Solving Problems Exponentially Faster: Implementing a Nondeterministic Universal Turing Machine Using DNA

From International Center for Computational Logic

Solving Problems Exponentially Faster: Implementing a Nondeterministic Universal Turing Machine Using DNA

Talk by Ross D. King
The theory of computer science is based around Universal Turing Machines (UTMs), abstract machines able to execute all possible algorithms. Modern digital computers are physical embodiments of UTMs. The nondeterministic polynomial (NP) time complexity class of problems is the most significant in computer science, and a tractable/efficient (i.e. polynomial P) way to solve them would be of great economic and social importance. By definition nondeterministic UTMs (NUTMs) solve NP complete problems in P time. However, NUTMs have previously been believed to be physically impossible to construct. I will describe the physical design of a NUTM based on implementing a Thue string rewriting system in DNA. It uses polymerase chain reactions (PCRs), and site-directed mutagenesis, to execute an exponential number of computational paths in P time - each path represented by a different sequence of DNA. I will show evidence that this design works: computational modelling, and wet molecular biology implementation of Thue rules. The current design has many limitations, e.g. restricted error-correction. However, it opens up the prospect of engineering NUTM based computers able to outperform all standard computers on significant practical problems.

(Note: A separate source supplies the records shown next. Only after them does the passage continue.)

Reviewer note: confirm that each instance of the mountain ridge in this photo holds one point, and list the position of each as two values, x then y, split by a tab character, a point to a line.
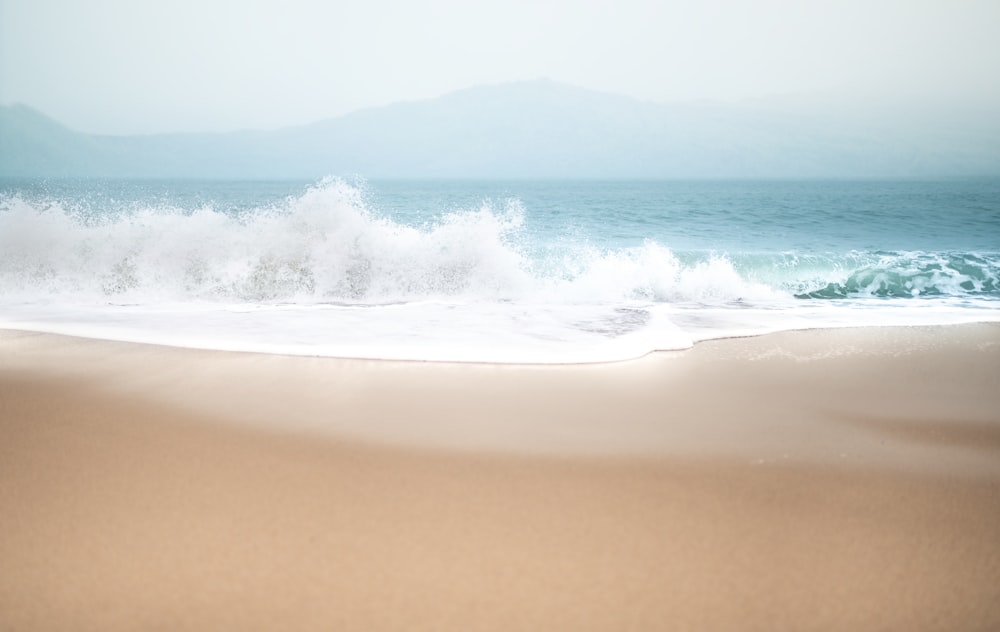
539	128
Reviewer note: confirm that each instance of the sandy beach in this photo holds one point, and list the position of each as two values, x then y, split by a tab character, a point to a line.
817	480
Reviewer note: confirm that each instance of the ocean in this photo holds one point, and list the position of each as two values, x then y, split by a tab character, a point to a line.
491	271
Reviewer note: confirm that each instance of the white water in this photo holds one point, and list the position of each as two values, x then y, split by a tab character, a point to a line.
322	274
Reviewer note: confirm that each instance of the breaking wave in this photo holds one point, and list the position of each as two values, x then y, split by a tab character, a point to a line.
329	246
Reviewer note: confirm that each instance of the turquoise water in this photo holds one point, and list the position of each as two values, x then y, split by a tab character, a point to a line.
491	270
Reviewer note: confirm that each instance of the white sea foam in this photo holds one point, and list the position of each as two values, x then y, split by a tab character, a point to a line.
324	273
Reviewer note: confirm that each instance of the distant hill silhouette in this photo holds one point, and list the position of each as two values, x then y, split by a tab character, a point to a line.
534	129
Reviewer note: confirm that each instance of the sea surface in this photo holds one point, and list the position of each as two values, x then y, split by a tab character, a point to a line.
497	271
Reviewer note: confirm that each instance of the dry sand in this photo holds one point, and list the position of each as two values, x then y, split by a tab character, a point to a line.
839	479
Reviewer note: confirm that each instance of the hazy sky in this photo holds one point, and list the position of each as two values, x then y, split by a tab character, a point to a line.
124	66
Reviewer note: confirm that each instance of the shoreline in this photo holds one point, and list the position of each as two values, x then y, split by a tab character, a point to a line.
822	479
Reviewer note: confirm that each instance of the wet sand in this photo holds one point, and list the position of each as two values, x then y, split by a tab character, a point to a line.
836	479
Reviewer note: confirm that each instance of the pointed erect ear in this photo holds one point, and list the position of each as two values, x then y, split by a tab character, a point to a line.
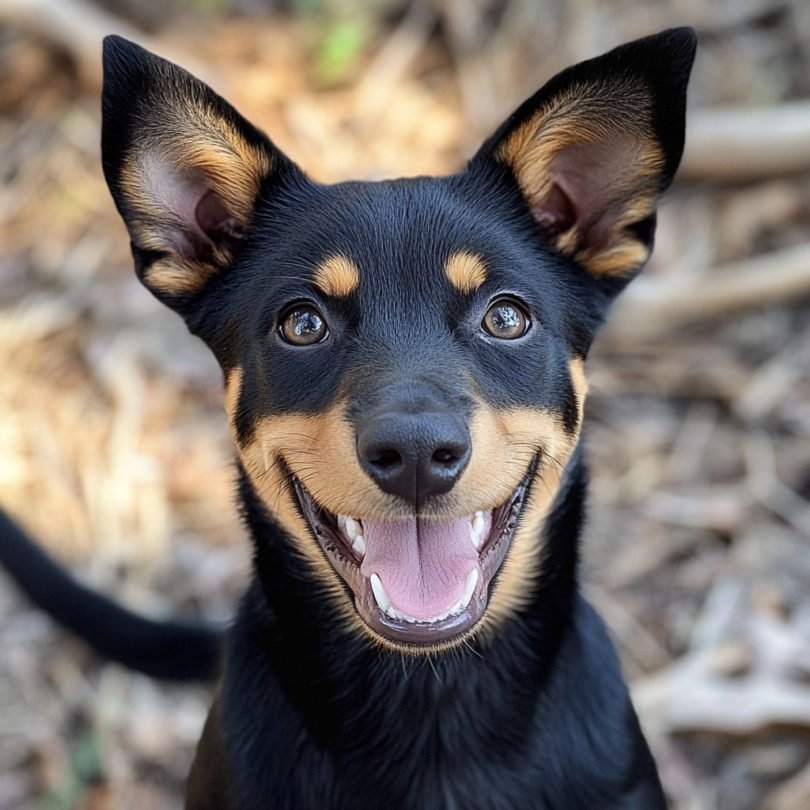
185	169
593	150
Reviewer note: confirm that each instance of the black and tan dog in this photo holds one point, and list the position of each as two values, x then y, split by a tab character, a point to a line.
404	381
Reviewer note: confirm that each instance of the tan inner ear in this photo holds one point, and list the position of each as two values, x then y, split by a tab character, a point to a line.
170	169
604	160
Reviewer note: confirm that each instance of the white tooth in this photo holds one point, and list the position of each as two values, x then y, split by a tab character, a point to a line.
379	593
472	581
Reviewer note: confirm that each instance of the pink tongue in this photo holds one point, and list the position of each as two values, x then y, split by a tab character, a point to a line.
423	564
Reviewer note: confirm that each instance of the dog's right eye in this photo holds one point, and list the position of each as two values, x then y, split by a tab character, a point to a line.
303	325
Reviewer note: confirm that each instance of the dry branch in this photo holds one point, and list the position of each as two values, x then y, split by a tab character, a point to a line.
78	27
652	306
747	144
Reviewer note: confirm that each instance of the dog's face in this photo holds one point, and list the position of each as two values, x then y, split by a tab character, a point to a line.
403	360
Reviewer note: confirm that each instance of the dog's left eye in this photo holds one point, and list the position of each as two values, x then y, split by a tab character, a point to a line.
303	325
506	319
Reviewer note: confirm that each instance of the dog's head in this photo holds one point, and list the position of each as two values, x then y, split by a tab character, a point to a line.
403	360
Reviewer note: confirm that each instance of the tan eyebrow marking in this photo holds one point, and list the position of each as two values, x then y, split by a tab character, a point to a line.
466	271
337	275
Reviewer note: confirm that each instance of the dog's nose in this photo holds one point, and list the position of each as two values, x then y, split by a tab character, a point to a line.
414	456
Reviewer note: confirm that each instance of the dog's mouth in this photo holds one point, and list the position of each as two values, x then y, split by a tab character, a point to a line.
417	580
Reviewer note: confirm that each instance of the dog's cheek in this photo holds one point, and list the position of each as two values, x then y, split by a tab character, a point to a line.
520	574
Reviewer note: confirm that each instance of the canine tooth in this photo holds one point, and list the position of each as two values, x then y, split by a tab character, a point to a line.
379	593
472	581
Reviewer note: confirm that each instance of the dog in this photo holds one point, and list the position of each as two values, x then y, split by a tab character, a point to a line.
404	379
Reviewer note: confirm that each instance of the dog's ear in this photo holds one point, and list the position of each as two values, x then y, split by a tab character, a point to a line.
185	169
593	150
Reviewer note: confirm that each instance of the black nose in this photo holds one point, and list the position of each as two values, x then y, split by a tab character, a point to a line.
416	455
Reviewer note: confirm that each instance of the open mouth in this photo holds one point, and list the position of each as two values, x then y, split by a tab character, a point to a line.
417	580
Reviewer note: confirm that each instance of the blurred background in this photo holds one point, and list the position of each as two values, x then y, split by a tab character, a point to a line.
114	450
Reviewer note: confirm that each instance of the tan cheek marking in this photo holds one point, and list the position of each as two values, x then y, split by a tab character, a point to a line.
338	276
466	271
521	571
319	451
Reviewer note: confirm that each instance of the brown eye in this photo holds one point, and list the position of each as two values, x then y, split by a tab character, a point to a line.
303	325
506	319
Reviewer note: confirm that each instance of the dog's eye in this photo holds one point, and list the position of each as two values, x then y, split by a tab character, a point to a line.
303	325
506	319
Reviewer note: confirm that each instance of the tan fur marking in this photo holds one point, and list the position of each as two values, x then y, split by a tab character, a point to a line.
520	573
320	451
338	275
233	390
192	147
466	271
569	122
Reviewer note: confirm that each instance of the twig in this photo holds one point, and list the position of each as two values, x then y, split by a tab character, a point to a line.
652	307
747	144
78	27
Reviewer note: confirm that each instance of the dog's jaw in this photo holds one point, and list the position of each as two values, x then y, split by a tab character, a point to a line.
441	608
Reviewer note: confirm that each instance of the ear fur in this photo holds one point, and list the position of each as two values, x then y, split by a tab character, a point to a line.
185	169
593	150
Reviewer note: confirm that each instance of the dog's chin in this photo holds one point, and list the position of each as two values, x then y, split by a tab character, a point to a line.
422	581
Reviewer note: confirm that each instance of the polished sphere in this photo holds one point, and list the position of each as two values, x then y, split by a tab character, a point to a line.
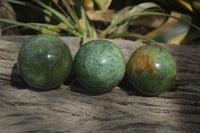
99	65
151	69
44	61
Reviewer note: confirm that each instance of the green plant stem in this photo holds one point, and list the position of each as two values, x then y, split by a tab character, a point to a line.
135	35
37	26
128	17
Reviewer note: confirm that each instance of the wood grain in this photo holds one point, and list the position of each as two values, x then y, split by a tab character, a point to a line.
72	109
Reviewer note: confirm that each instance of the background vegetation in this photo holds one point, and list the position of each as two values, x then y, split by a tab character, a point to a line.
172	21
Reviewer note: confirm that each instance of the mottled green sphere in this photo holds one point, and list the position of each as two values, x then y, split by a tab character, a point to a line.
99	65
44	61
151	69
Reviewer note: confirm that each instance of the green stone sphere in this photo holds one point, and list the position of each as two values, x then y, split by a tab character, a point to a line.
44	61
151	69
99	65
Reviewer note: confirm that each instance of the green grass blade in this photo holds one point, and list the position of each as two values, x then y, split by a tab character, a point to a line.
143	7
18	24
74	17
37	26
130	16
132	35
34	7
55	12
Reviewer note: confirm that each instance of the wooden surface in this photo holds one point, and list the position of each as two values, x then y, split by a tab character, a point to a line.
71	109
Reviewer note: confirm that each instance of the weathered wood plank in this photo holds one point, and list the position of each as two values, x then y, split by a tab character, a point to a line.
71	109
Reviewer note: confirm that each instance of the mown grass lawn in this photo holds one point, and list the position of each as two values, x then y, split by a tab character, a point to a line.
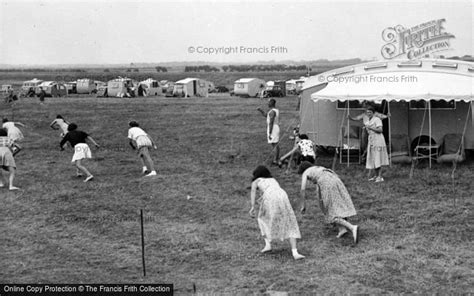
416	234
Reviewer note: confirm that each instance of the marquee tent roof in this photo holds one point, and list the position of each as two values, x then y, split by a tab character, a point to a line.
430	81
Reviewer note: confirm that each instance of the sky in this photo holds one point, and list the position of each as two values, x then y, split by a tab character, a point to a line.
123	32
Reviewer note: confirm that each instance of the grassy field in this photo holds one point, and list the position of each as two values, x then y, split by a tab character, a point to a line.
16	78
416	234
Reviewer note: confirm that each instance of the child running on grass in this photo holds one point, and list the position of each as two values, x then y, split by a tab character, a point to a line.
77	139
334	199
60	123
14	134
7	162
276	218
140	140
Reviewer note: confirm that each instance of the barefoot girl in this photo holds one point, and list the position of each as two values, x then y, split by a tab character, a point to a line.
7	162
60	123
14	134
334	200
276	218
77	139
140	140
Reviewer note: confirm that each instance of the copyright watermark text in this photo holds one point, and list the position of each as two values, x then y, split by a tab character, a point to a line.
230	50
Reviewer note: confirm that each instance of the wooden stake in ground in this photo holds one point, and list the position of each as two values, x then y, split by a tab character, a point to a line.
143	243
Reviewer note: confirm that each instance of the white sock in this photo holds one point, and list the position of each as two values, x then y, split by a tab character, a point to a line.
268	245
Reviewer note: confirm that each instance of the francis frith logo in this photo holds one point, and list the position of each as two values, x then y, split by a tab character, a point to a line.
416	42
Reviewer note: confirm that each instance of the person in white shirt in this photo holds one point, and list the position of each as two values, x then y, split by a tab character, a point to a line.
60	123
365	119
302	151
273	128
141	141
14	133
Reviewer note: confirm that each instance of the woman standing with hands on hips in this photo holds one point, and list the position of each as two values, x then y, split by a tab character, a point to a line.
78	139
276	218
377	155
334	199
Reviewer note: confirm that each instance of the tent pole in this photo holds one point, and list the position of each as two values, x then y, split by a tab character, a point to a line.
429	120
389	133
348	132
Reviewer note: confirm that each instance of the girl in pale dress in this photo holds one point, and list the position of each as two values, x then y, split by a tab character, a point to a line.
377	155
7	162
334	199
60	123
276	218
14	133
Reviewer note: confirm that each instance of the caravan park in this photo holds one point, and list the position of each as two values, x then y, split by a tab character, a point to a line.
415	233
237	148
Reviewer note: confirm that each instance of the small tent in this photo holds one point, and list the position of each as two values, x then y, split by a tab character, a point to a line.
299	84
71	87
291	87
52	89
121	87
31	85
191	87
151	87
249	87
86	86
427	98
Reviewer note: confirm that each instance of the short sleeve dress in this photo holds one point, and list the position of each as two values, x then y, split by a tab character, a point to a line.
14	133
377	155
276	128
276	218
6	156
335	199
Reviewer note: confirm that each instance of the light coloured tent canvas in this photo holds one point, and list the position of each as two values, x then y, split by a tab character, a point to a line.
152	87
85	86
249	87
31	84
430	97
121	87
191	87
53	89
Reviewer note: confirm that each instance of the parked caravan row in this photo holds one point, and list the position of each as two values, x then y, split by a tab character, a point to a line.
428	100
254	87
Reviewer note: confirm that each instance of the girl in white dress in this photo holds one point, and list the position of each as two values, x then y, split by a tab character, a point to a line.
14	134
60	123
273	128
334	199
276	218
7	162
377	155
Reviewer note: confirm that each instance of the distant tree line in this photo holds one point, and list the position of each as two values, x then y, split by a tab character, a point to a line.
262	68
204	68
46	70
161	69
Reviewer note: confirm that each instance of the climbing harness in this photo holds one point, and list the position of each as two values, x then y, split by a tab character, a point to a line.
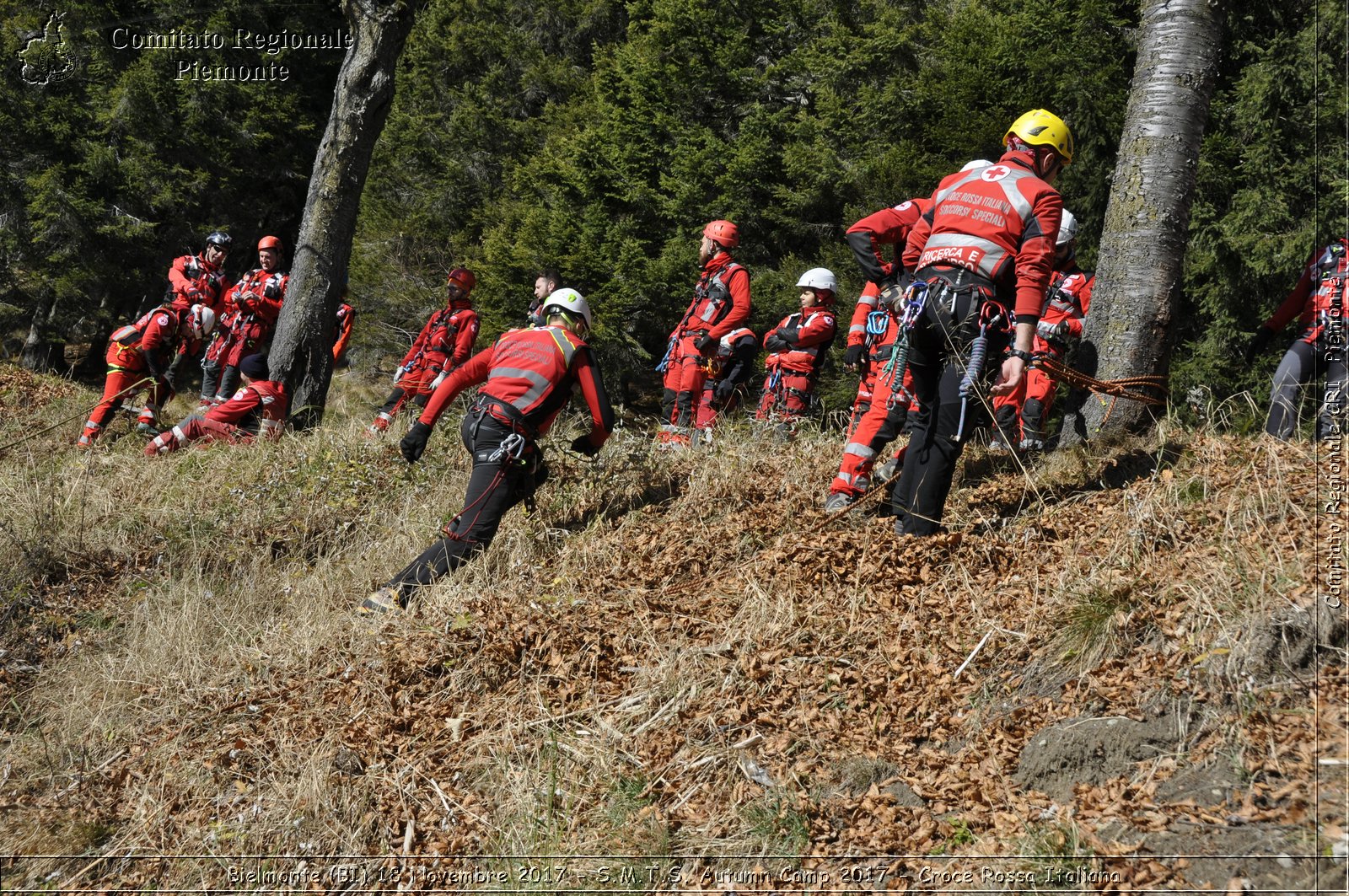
991	314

Ross D. King is Professor of Machine Intelligence at the University of Manchester, UK. His main research interests are in the interface between computer science and biology/chemistry. The research achievement he is most proud of is originating the idea of a "Robot Scientist": using laboratory robotics to physically implement a closed-loop scientific discovery system. His Robot Scientist "Adam" was the first machine to hypothesise and experimentally confirm scientific knowledge. His new robot "Eve" is searching for drugs against neglected tropical diseases. His work on this subject has been published in the top scientific journals, Science and Nature, and has received wide publicity. He is also very interested in NP problems, computational economics, and computational aesthetics.